We distilled 160 conversations with tech leaders across enterprises, startups, NASDAQ companies, and legacy organizations, from team leaders to CTOs and VP R&Ds. Here are their Top 5 list of data engineering trends that will likely come to life in 2023.
“Data Contracts are API-based agreements between Software Engineers who own services and Data Consumers that understand how the business works in order to generate well-modeled, high-quality, trusted data.”If you take a good look at it, you have at least ten different data producers and multiple consumers, written in different languages, interacting with various databases, SQL, No-SQL, and the holy grail data models. It's a mess. Data contracts are still a management or operational concept, but we are starting to see more and more traction and conversation around it (Chad Sanderson covers the subject in depth in his newsletter). The end goals of data contracts are to a) increase the quality of produced data. b) Easier maintenance. c) Apply governance and standardization over a federated data platform.
A new role - Data Reliability Engineer (DRE).
One of the most common challenges that leaders have raised is how to narrow the technological gap between the different data stakeholders -
Engineers to Analysts, BIs, and Scientists.
This gap is not only the source of over-complicated architectures but also one of the significant cost generators.

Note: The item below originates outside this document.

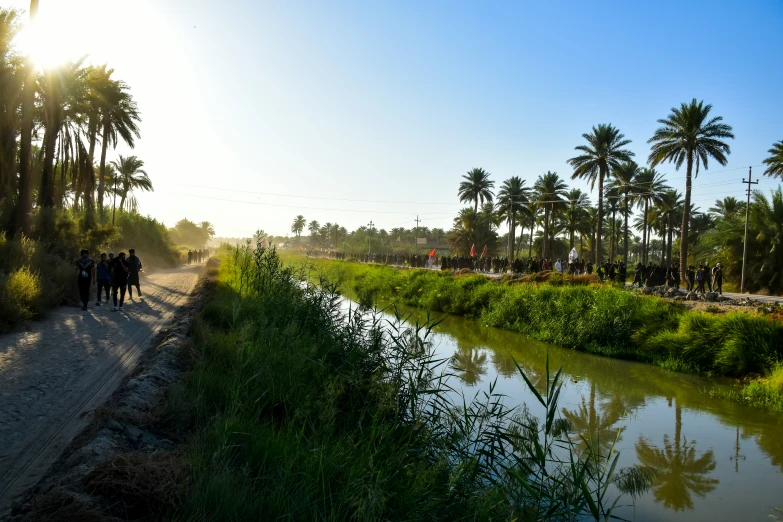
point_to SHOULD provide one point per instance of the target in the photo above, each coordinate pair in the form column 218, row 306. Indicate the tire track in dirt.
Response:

The BIs, analysts, and scientists each have a stack with dedicated languages like SQL and R. Besides technical differences, there are also different interests and sort of a bubble-like environment that is much different than any other group of teams that assemble one unit with one clear goal, like the famous triangle - IT, DevOps, and Devs. Due to the growing complexity of data and the increase in in-house investments in making data much more cost-effective, accessible, and a real growth engine, a new position must be filled. Just as the SRE (Site Reliability Engineer) narrowed the gap between the developers and DevOps engineers, so will the DRE, by having a swiss army knife of capabilities starting with business understanding and requirements, on to data structures and SQL, to theory concepts in ML an AI, and lastly in how to create a straight to the point pipelines that will gather the needed data to fulfill the other layers.
Streaming and Real-time.
Data is growing too fast to process as a whole. That’s a simple truth.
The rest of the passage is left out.